As the media seeks to keep a story alive, with the help of Republican establishment figures, and the likes of Mark Levin, the odds of a “Brokered Convention” are evaporating as more analysts show Trump is on track to get 1310 delegates, making him the nominee, regardless of who is on the second ballot.
Ohio Gov. John Kasich got fewer votes than Texas Sen. Ted Cruz in the state’s presidential primary last month, but his Michigan delegation may have more influence at the national convention than Cruz’s camp after forming an alliance with Donald Trump’s campaign.
Kasich’s delegates teamed up Saturday with supporters of GOP frontrunner Donald Trump to deny Cruz’s Michigan delegates any seats on the four committees that will decide the parameters of the Republican National Convention in July.

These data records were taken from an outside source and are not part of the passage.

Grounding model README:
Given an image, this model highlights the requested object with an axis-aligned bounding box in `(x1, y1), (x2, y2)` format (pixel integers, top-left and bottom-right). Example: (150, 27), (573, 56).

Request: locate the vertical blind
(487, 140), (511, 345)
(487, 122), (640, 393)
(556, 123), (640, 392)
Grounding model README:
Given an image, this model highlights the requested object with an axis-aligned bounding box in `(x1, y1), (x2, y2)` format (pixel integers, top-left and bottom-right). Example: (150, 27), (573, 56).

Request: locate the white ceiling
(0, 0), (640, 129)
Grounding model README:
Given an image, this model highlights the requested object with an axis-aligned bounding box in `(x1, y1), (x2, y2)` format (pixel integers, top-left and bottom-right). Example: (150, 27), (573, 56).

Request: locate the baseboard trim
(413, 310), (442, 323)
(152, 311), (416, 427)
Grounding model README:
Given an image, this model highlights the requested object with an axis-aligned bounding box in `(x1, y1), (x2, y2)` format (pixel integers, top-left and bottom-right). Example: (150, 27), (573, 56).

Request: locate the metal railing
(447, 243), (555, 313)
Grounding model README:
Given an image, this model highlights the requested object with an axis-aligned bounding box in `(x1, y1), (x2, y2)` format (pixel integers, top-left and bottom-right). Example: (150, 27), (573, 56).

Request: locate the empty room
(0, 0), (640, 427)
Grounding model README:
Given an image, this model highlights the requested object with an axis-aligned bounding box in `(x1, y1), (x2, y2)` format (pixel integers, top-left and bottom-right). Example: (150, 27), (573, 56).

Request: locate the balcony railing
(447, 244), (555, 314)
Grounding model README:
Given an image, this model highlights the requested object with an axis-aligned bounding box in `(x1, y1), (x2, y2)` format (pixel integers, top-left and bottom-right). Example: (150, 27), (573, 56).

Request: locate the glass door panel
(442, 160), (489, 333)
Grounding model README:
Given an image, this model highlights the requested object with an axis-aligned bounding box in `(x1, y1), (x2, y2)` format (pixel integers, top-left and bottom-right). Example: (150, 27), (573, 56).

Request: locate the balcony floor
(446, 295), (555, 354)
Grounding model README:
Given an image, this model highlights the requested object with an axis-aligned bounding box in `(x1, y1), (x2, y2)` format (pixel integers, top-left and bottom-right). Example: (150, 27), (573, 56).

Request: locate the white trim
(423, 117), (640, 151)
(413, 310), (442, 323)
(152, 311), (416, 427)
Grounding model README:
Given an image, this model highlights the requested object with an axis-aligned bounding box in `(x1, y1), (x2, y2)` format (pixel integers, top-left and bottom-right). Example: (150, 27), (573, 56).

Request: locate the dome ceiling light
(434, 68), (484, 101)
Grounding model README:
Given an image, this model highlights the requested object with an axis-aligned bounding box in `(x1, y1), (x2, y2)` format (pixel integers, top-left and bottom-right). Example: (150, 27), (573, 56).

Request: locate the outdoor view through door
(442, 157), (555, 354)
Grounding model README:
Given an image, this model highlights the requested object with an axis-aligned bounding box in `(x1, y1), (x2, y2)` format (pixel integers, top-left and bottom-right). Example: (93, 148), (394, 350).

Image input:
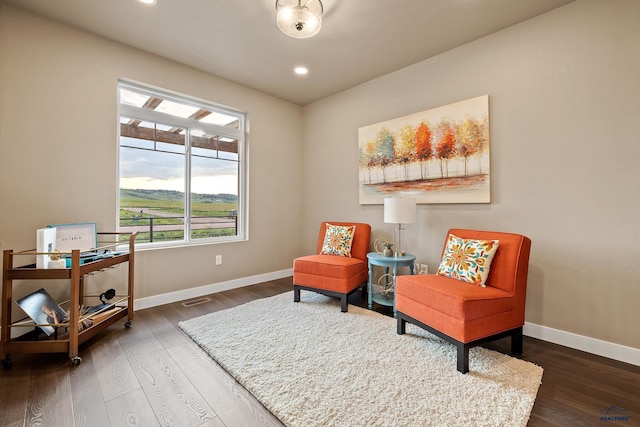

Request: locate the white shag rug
(179, 291), (542, 427)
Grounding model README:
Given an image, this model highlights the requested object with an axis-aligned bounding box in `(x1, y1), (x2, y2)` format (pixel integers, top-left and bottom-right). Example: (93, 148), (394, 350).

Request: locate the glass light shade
(276, 0), (322, 39)
(384, 197), (416, 224)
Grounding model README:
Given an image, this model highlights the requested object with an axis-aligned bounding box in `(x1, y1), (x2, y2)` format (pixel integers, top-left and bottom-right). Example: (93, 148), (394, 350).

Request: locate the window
(118, 82), (246, 246)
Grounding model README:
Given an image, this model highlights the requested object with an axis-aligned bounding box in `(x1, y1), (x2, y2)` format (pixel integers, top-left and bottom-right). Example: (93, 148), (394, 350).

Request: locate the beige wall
(303, 0), (640, 348)
(0, 4), (302, 304)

Michigan’s 59 national convention delegates met Saturday after the conclusion of the Michigan Republican Party’s state convention to elect eight representatives to four powerful committees that decide voting credentials, presidential candidate nominating rules, the party’s platform and convention operations.
Each state or territory gets two representatives on the committees — one man and one woman — at the of the July 18-21 convention in Cleveland.
Trump’s campaign was represented by his 25 delegates, while Cruz and Kasich had 17 delegates apiece, based on how the nominating delegates were awarded in the March 8 primary.
Even Mitt Romney’s niece is supporting Trump:
Michigan Republican Chairwoman Ronna Romney McDaniel said Thursday she will pledge her national delegate vote to presidential front-runner Donald Trump since the New York billionaire won last month’s primary.
McDaniel said she and Republican National Committeewoman Kathy Berden will fill two of Trump’s 11 at-large delegates. Republican National Committeeman Dave Agema is expected pledge his vote to Texas U.S. Sen. Ted Cruz when delegates are selected at this weekend’s Michigan Republican Party state convention in Lansing.